総務省は27日、都会から農山村などに移住し地域活性化の取り組みを進める地域おこし協力隊の10年間の活動状況を初めてまとめ、公表した。受け入れてきた1121自治体のうち74%が「地域に良い影響があった」と回答。任期中の活動は、農林水産業への従事が最も多く、協力隊が全国各地に浸透し、農業や農村の活性化に大きく関わっていることが分かった。

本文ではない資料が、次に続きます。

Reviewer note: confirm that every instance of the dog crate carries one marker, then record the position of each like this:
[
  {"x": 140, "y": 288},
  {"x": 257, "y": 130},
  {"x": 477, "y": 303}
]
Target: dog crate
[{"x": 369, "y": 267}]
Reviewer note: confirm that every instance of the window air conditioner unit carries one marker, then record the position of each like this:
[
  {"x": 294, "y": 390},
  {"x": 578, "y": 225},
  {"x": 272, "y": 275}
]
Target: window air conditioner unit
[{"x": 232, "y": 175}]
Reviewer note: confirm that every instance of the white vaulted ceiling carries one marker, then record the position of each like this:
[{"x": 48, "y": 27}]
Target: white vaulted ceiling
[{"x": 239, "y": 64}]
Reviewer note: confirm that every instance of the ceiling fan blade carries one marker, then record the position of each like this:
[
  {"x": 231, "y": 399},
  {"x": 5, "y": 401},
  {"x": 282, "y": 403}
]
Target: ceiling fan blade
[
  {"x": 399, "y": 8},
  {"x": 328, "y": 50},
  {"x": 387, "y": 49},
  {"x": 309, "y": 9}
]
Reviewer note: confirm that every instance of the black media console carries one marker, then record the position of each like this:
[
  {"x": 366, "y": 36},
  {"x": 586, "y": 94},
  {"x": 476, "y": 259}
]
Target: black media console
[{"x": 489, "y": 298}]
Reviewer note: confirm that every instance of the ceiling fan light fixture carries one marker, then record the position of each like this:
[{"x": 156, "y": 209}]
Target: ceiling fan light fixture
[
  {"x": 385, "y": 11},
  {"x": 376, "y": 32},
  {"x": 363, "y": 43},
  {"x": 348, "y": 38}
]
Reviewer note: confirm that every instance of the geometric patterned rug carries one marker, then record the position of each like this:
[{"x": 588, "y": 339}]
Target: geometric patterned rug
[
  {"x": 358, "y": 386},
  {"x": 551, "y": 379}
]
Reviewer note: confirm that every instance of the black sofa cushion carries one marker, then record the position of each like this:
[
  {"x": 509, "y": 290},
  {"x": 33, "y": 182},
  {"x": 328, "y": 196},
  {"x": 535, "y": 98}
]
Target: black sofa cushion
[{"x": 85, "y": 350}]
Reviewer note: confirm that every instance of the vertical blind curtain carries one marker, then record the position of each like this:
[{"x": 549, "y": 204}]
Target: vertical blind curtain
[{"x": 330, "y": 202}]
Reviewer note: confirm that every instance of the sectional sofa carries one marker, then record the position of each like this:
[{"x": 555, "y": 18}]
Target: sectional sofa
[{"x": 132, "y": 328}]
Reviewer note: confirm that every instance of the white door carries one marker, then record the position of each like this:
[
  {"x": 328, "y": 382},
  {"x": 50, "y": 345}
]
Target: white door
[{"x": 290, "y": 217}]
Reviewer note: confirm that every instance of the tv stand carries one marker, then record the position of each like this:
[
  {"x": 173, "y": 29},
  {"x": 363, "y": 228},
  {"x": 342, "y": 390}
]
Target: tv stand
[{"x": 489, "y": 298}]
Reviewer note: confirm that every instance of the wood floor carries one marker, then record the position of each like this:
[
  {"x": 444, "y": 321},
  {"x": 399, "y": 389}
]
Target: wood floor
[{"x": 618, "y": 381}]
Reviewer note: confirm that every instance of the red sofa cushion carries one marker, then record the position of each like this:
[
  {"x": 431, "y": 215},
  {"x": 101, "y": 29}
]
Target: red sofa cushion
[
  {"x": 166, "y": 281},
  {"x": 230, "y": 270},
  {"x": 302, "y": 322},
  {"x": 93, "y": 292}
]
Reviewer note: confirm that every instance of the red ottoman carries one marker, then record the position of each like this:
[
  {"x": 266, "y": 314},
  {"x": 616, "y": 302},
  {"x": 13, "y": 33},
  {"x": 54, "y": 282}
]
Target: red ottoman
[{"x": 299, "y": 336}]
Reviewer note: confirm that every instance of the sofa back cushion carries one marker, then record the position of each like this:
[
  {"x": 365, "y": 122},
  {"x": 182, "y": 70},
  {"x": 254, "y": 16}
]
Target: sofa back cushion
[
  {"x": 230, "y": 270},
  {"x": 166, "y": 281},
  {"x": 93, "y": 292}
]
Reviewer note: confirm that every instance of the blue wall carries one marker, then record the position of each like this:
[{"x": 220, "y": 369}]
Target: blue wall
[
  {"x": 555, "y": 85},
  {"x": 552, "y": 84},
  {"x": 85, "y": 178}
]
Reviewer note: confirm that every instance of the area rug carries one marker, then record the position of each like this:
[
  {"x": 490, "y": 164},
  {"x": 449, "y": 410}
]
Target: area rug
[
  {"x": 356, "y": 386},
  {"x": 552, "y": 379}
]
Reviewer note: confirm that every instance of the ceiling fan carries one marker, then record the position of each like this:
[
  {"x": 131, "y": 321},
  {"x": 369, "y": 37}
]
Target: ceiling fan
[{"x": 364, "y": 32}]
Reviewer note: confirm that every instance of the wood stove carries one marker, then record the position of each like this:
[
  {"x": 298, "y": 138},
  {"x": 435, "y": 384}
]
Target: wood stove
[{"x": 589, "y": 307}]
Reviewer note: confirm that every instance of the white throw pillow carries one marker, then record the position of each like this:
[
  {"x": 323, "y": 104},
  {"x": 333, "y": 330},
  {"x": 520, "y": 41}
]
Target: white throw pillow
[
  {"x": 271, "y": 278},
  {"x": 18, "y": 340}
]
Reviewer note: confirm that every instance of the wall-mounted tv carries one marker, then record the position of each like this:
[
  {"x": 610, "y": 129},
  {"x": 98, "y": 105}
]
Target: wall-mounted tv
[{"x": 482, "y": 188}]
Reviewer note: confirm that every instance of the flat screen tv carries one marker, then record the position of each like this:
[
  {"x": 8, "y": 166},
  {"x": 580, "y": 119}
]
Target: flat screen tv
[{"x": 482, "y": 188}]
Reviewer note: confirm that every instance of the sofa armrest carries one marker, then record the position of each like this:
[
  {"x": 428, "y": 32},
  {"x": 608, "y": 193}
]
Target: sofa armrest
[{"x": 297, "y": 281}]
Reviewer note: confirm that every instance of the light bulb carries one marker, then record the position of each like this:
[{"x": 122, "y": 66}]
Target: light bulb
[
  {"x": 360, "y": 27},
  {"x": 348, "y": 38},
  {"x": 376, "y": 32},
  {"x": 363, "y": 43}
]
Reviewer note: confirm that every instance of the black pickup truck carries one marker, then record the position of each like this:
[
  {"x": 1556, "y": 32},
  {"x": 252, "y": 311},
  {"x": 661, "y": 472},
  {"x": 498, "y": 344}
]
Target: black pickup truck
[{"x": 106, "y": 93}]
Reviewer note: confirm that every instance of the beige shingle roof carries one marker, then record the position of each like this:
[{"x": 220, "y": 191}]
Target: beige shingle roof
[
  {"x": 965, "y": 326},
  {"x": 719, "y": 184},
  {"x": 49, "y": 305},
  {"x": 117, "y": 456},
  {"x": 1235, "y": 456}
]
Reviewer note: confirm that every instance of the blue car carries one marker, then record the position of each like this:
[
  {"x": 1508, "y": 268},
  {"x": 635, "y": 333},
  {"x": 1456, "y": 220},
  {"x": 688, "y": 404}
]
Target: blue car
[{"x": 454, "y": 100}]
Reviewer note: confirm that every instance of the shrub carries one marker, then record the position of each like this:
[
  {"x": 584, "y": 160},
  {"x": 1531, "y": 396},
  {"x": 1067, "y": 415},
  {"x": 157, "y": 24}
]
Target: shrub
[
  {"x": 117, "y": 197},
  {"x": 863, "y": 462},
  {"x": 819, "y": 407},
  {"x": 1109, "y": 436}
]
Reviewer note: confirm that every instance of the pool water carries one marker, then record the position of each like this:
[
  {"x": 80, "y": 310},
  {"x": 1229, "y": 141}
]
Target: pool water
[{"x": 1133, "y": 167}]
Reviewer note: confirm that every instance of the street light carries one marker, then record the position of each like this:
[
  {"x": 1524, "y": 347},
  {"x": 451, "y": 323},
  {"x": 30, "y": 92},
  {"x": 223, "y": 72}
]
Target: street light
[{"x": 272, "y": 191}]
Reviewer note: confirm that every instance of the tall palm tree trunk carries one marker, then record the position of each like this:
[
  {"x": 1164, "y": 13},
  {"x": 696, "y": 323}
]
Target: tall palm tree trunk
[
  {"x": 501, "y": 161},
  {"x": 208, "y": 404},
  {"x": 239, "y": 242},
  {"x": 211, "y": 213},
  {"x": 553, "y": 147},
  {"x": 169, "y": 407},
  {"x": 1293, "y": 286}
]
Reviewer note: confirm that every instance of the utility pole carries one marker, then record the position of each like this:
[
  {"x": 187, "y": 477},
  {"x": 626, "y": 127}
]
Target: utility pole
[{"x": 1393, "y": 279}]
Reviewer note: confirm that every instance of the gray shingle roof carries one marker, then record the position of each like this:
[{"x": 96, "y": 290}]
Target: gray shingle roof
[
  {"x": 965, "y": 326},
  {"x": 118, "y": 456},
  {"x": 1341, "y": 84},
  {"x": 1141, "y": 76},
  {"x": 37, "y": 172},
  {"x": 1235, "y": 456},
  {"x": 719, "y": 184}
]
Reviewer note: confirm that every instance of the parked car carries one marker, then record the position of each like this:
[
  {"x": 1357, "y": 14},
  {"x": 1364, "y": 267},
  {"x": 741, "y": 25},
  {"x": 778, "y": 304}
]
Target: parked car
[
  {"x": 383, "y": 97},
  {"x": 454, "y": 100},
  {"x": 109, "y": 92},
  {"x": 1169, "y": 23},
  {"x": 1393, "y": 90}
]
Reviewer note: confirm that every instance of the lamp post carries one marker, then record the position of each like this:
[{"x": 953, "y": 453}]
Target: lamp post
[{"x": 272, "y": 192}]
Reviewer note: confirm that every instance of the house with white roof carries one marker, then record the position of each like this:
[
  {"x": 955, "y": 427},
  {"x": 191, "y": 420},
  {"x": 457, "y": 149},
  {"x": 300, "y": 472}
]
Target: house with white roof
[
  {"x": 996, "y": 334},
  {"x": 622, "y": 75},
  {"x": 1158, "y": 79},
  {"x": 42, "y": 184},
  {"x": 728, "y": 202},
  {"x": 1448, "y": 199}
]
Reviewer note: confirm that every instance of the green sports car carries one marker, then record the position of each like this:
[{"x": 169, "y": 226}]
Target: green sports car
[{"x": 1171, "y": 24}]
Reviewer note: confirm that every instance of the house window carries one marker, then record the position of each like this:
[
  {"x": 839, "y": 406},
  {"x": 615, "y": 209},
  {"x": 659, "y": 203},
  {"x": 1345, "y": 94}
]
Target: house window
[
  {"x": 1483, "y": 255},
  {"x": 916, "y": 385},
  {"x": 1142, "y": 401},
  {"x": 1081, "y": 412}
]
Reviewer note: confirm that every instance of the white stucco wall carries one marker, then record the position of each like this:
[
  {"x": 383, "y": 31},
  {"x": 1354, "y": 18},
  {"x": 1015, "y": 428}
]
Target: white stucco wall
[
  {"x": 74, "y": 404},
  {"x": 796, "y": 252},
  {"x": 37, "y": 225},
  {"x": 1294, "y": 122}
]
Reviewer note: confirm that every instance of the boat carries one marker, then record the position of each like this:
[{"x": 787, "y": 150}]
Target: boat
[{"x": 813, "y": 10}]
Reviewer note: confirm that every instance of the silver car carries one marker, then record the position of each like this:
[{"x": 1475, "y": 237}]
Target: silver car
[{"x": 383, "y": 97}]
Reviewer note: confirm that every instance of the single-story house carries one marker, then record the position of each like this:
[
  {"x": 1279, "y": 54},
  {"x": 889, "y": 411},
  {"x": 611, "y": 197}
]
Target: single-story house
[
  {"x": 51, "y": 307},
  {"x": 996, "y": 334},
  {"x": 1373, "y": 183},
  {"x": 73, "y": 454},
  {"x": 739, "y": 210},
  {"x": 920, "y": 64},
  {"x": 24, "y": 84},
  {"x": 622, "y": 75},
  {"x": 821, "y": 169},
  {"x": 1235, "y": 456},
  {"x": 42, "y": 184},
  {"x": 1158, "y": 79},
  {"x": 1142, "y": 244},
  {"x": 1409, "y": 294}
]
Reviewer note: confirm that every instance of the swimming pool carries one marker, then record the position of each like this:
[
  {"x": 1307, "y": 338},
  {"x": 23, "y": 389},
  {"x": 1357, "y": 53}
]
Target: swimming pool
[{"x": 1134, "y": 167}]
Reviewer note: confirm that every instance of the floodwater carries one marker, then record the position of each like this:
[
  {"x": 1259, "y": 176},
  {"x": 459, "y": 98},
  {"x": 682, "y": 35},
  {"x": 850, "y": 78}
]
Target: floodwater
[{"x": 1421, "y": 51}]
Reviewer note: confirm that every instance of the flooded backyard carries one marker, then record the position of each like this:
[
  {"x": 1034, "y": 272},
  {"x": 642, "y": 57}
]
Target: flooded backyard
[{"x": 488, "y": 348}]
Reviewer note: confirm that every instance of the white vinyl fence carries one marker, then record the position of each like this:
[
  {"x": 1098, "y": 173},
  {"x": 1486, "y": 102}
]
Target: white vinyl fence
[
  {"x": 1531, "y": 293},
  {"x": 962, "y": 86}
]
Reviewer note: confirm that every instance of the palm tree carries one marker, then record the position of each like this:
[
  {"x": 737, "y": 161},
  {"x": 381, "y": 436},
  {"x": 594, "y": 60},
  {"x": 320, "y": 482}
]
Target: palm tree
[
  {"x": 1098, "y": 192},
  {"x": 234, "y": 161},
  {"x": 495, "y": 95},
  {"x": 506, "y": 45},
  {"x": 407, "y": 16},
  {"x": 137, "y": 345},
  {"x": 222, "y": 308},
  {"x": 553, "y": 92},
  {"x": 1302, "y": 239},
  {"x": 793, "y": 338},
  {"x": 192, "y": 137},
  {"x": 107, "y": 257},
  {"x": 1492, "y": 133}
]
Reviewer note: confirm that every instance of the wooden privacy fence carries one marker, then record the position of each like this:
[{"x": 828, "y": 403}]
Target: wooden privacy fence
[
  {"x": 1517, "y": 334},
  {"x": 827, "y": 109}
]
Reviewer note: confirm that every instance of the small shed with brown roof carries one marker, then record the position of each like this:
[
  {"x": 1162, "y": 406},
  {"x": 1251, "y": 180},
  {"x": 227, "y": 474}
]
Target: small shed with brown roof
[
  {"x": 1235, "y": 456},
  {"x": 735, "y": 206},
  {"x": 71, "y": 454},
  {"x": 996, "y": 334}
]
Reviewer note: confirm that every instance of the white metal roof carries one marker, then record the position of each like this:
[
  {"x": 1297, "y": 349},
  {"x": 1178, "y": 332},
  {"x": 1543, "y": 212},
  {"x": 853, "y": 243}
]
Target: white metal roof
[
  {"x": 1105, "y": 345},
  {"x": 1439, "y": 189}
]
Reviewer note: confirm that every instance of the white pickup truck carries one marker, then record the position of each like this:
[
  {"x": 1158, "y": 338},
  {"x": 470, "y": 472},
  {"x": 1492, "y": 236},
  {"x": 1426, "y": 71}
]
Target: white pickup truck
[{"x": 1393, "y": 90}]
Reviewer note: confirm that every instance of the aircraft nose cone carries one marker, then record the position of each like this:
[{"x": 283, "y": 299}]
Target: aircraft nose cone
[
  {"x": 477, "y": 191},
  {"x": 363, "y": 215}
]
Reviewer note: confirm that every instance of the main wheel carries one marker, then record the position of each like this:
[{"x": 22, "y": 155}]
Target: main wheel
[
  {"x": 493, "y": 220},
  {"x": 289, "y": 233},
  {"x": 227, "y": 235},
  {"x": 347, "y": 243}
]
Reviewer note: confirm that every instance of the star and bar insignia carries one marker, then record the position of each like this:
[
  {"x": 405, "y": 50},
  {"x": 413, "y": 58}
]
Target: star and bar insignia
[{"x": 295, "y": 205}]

協力隊制度は、おおむね1~3年間、その地域に居住して地域おこしの活動をしながら定住や定着を目指す。2019年度の隊員数は前年度から10人減の5349人と09年度の制度開始以降、初めて減少した。総務省によると「大量に受け入れてきた自治体が一人一人と向き合うために採用数を減らしている」「マッチングを重視している」などが背景にある。受け入れ自治体は前年度より10増え、過去最高の1071だった。
協力隊の委嘱が可能な1434自治体に調査(18年度末時点)したところ、過去10年で78%の1121自治体が協力隊を受け入れたことがあるとした。このうち、協力隊の導入で、「地域にとても良い影響」との回答は184、「良い影響」は646で合わせて74%が好影響を実感していた。「ご近所同士のつながりを深めるきっかけになった」「完成度の高い田んぼアートを仕上げ、飛躍的に来訪者が増えた」などの意見があった。一方で、「隊員を受け入れる前に自分たちで活性化していかなければならない」との回答もあった。
受け入れてきた自治体のうち80%が「今後も協力隊制度を活用したい」と回答した。理由として、「想像もしていなかった取り組みが生まれるなど外からの視点で地域が良くなった」などがあった。
隊員を退任した5693人について自治体に調査したところ、37%が女性で4分の3が20、30代だった。任期中の主な事業は農林水産業の従事が897人と最も多く、地域コミュニティー活動が885人、特産品開発が534人と続き、農業関連の回答が目立った。任期終了直後は65%の3677人が同じ地域に居住し、現在でも55%が定住していた。